Attraversare la porta

 “Il cristiano non può mai pensare che credere sia un fatto privato”, perché “la fede implica una testimonianza e un impegno pubblici”. È quanto scrive il Papa, nel motu proprio “Porta Fidei” – reso noto il 17 ottobre – con cui indice l’“Anno della fede”, che si celebrerà dall’11 ottobre 2012 (50° anniversario dell’apertura del Concilio Vaticano II) al 24 novembre 2013. “La fede, proprio perché è atto della libertà – prosegue Benedetto XVI – esige anche la responsabilità sociale di ciò che si crede.

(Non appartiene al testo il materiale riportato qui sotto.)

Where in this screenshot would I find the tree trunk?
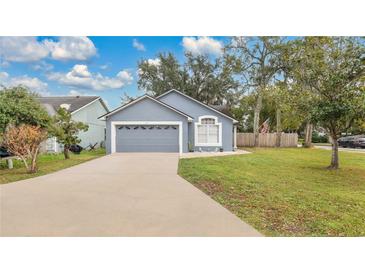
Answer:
[29,148,39,173]
[276,108,281,147]
[63,145,70,160]
[328,136,339,169]
[20,156,29,171]
[304,122,313,147]
[253,93,262,146]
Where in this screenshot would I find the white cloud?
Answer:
[31,61,53,71]
[137,58,161,75]
[133,39,146,51]
[45,36,97,61]
[0,60,10,68]
[182,36,223,56]
[0,36,97,62]
[0,72,50,96]
[0,36,49,62]
[0,71,9,80]
[48,65,133,90]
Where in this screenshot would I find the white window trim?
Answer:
[194,115,222,147]
[110,121,183,155]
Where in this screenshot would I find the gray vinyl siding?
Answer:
[159,91,233,151]
[106,97,188,153]
[72,100,107,147]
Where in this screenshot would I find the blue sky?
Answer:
[0,36,227,108]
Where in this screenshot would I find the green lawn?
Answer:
[179,148,365,236]
[0,149,105,184]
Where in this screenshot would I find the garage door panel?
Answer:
[116,125,179,152]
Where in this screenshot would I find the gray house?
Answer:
[100,89,237,153]
[39,96,109,153]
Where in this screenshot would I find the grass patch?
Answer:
[0,149,105,184]
[179,148,365,236]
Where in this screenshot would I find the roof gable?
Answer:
[156,89,238,123]
[99,94,193,121]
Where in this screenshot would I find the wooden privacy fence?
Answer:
[237,133,298,147]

La Chiesa nel giorno della Pentecoste mostra con tutta evidenza questa dimensione pubblica del credere e dell’annunciare senza timore la propria fede ad ogni persona”. Anche ai non credenti, sottolinea il Papa: “Non possiamo dimenticare che nel nostro contesto culturale tante persone, pur non riconoscendo in sé il dono della fede, sono comunque in una sincera ricerca del senso ultimo e della verità definitiva sulla loro esistenza e sul mondo”. “Ricerca”, questa, che “è un autentico preambolo della fede, perché muove le persone sulla strada che conduce al mistero di Dio”, sulla base della “stessa ragione”. La scelta dell’ottobre 2012 – spiega il Papa, ricordando che Paolo VI aveva già celebrato un “Anno della fede” nel 1967 – coincide, inoltre, con i 20 anni dalla pubblicazione del Catechismo della Chiesa cattolica e con la convocazione del Sinodo dei vescovi su “La nuova evangelizzazione per la trasmissione della fede cristiana”. Benedetto XVI ha invitato la Congregazione per la dottrina della fede, in accordo con i competenti dicasteri della Santa Sede, a redigere una Nota “con cui offrire alla Chiesa e ai credenti alcune indicazioni per vivere quest’Anno della fede nei modi più efficaci e appropriati, al servizio del credere e dell’evangelizzare”.